Greek officials are gearing up for tough negotiations on Tuesday when they meet the country's international creditors in Paris for a final audit into reforms needed for a 240-billion-euro bailout.
The two-day meeting will "raise key points and get the audit going", said a spokesman of the European Commission -- one of Greece's three international lenders.
"Progress needs to be made on a certain number of measures before the mission can go back to Greece," another EU source told AFP.
"It's the last audit and it is therefore expected to be the most difficult," Sophia Voultepsi, Greece's government spokeswoman, told private television channel Skai.
Among thorny issues is Greece's budget for 2015, which has failed to win the approval of the international creditors -- who also include the International Monetary Fund and the European Central Bank.

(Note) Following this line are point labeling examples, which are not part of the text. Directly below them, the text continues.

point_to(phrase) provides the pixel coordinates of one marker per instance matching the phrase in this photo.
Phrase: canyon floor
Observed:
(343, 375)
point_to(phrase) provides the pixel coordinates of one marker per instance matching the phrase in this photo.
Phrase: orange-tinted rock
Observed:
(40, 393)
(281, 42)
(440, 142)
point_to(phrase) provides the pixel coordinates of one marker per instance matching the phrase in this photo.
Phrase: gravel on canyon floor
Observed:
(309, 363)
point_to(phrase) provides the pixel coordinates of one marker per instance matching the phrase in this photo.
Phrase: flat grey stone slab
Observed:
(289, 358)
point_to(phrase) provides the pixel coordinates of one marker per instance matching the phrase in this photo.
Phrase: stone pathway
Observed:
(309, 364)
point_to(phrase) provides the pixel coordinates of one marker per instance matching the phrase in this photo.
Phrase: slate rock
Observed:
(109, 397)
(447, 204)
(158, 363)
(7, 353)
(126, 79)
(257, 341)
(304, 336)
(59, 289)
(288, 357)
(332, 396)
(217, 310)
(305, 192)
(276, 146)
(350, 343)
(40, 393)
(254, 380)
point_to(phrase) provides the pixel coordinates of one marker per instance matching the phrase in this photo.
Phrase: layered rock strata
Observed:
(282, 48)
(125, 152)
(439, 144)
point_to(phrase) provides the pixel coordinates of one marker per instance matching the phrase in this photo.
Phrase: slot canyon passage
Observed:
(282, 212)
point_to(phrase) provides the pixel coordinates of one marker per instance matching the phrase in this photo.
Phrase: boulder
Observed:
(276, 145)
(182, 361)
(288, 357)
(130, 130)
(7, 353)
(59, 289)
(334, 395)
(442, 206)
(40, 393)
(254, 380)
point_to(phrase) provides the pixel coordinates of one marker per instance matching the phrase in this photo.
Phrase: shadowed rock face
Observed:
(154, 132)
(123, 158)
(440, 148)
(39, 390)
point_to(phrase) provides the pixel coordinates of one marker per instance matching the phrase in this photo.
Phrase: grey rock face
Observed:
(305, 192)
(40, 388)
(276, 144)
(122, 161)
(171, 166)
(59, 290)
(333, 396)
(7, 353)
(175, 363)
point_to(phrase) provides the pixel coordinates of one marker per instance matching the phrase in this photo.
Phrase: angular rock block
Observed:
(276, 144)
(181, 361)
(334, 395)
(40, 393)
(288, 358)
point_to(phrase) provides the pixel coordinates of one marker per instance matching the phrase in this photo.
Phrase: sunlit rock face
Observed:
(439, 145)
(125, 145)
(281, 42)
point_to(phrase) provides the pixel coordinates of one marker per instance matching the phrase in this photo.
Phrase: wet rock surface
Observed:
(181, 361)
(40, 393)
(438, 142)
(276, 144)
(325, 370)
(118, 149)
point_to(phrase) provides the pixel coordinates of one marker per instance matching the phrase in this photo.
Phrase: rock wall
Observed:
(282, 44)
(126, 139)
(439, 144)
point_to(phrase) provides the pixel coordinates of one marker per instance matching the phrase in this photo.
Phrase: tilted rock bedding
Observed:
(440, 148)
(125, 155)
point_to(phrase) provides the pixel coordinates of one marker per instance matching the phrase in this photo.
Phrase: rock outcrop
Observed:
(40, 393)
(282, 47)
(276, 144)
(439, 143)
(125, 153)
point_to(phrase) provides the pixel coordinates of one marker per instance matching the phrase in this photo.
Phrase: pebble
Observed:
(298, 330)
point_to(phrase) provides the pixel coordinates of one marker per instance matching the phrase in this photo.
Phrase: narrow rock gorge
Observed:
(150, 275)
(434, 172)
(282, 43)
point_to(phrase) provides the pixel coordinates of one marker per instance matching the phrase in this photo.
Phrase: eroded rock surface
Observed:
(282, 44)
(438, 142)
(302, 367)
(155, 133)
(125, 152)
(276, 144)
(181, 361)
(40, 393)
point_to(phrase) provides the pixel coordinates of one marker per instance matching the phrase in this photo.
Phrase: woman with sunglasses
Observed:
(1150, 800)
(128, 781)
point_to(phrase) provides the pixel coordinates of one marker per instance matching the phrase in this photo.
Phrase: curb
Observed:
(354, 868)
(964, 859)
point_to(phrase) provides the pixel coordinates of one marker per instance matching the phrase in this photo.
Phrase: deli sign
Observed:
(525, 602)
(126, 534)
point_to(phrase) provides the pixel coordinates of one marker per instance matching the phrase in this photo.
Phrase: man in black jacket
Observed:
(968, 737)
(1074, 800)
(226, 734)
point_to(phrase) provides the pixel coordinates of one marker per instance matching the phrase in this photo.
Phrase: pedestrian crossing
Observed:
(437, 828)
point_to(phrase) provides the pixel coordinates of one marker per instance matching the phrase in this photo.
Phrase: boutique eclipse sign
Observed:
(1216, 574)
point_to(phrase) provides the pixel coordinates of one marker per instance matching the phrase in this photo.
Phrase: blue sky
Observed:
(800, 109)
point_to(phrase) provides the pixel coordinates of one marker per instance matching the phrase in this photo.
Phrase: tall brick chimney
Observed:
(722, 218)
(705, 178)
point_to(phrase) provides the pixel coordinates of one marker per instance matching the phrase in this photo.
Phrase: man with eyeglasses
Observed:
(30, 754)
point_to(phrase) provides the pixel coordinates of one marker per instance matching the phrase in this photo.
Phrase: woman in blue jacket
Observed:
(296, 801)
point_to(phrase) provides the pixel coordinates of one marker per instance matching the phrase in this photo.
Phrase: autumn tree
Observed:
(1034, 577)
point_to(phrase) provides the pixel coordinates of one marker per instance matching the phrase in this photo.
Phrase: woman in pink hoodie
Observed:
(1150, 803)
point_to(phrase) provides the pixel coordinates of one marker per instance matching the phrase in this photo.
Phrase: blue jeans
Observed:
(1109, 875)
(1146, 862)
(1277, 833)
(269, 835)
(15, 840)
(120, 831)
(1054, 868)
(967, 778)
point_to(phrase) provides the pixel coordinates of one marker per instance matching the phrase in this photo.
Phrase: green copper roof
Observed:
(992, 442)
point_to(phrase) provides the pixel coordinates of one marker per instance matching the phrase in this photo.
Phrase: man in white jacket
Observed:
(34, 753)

To meet its target of keeping the deficit to 0.2 percent of output, Athens would need two to three billion euros in additional resources than budgeted, the creditors said.
The budget put forward by Athens expects economic growth to reach 2.9 percent in 2015.
Prime Minister Antonis Samaras said early this month that Greece would seek additional debt relief as a reward for a massive belt-tightening effort to slash its colossal debt.
Other structural reforms including union rights and social assurances are also being discussed, although the government is facing immense popular pressure ahead of elections next year.
Unions have called a general strike on Thursday.
The conclusion of such an audit would also mark the end of the EU's bailout programme for Greece. The IMF's programme would however go on until 2016.
The European Commission estimates that Greece will end six years of recession in 2014 and post slim growth of 0.6 percent.
Output expansion will pick up pace in 2015 to 2.9 percent before reaching 3.7 percent in 2016, according to the commission.